Fan Nickname: The Frost Brothers Shagia and Olba are referred to in certain circles as the "Frosties".
Due to his jacket, Garrod is known as "the Pizza Delivery Boy".
Follow Up Failure: Sorta. By the time Gundam X went to air, a Gundam series had been in production and continuously on TV since 1993. Three solid years, once a week every week, with no summer or winter hiatuses. Add in the fact that each new "season" took place in a new continuity, and the fan fatigue becomes apparent. A mid-season move to the wee hours of Saturday morning was more than the franchise could handle at that point, and led to the first premature cancellation of a Gundam TV series since the original.

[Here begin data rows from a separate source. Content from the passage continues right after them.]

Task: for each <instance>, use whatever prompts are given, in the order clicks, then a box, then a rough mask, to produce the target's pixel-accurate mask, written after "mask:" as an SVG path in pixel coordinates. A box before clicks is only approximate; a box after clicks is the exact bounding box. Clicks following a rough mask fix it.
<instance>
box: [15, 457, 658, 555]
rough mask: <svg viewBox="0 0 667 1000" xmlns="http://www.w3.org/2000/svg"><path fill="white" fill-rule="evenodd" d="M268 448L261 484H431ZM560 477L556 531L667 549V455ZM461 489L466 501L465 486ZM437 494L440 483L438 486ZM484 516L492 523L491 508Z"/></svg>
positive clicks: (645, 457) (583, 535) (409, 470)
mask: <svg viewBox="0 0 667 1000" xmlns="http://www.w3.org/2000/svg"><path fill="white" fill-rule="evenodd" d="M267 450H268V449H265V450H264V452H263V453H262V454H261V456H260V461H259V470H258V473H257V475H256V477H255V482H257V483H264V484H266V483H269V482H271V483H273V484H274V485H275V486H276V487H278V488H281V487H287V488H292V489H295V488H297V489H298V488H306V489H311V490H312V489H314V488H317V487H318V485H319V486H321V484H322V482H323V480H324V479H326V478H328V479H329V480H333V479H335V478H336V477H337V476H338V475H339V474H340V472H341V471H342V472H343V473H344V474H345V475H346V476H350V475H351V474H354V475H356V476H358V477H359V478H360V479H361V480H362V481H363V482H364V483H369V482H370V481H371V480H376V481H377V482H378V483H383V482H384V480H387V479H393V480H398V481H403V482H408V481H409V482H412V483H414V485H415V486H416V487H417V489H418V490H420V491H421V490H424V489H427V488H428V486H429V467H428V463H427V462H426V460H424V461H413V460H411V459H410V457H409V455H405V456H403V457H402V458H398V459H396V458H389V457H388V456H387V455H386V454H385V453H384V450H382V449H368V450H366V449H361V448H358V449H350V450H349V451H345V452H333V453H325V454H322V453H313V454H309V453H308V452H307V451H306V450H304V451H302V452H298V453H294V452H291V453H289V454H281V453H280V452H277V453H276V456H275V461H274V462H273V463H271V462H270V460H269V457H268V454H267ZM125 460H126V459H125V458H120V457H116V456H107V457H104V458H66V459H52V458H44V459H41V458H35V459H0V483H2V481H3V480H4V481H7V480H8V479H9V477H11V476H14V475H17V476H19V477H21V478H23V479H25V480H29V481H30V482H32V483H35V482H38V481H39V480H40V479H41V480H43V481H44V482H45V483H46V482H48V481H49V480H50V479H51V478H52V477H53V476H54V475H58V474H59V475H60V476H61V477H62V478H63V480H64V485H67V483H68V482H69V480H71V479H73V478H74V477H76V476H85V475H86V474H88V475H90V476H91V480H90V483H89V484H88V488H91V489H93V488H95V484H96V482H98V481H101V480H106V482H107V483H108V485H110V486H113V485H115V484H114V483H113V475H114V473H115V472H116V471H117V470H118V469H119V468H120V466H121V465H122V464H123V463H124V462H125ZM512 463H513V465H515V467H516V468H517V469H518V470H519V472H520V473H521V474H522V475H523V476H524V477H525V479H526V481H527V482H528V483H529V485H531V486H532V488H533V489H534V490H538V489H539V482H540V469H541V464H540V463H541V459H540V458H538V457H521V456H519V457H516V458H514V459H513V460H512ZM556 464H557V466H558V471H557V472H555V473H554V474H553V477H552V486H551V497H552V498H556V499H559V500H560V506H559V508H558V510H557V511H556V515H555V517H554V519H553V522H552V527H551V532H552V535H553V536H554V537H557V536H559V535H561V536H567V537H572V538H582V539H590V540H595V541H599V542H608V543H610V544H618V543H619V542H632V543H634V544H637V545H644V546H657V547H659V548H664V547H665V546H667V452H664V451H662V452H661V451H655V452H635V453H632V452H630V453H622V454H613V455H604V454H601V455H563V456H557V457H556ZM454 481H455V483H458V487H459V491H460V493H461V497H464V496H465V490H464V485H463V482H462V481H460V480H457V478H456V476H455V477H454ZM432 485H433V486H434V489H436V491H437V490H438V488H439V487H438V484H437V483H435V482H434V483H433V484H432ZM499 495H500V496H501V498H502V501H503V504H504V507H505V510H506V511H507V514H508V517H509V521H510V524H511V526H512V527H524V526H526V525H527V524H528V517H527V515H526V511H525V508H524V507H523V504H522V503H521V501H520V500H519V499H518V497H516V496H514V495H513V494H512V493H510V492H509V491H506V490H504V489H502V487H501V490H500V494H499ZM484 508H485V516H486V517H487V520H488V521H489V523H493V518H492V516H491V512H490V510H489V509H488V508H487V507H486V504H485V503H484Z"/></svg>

No Export for You: An example that absolutely mystifies most fans to this day, and drives a lot of people mad. It's a show set largely in America, it's stylistically very similar to the incredibly popular and successful Gundam Wing, it's highly regarded by nearly everyone who has watched it, it seems an obvious choice for export... and Bandai has absolutely refused to bring it over for nearly two decades. They won't even discuss it at conventions (and it gets brought up a lot). Granted, the pre-digital animation would probably look a little rough today, but why the show didn't come over in 2001 or so deeply confuses everyone. The only explanation most people have been able to come up with is that the Bandai execs can't get past their own dislike of the show and see how it could appeal greatly to another market.
The smash hit of Gundam Wing was probably the only part of introducing the Gundam franchise to America that Bandai didn't botch. They just don't (or can't) understand that the American anime market differs from the Japanese market, and a show that fared poorly in Japan can do well in America.
The worst part? The story behind Big O (first season flopped in Japan, but did remarkably well in the US, leading to a second season a few years later) indicates that someone in Bandai is aware of this concept.
Yet the director and writers manage to resolve all the romanticsubplots AND pull out a convincing ending in 39 episodes (given its premature cancellation). Talk about a Crowning Moment Of Awesome for the staff.
Made more impressive because the series was penned single-handedly by Hiroyuki Kawasaki. And he didn't know somewhere around episode 30 that he'd only have 9 more episodes to finish things up; prior to that he thought he'd be getting the Gundam standard of around 50 episodes.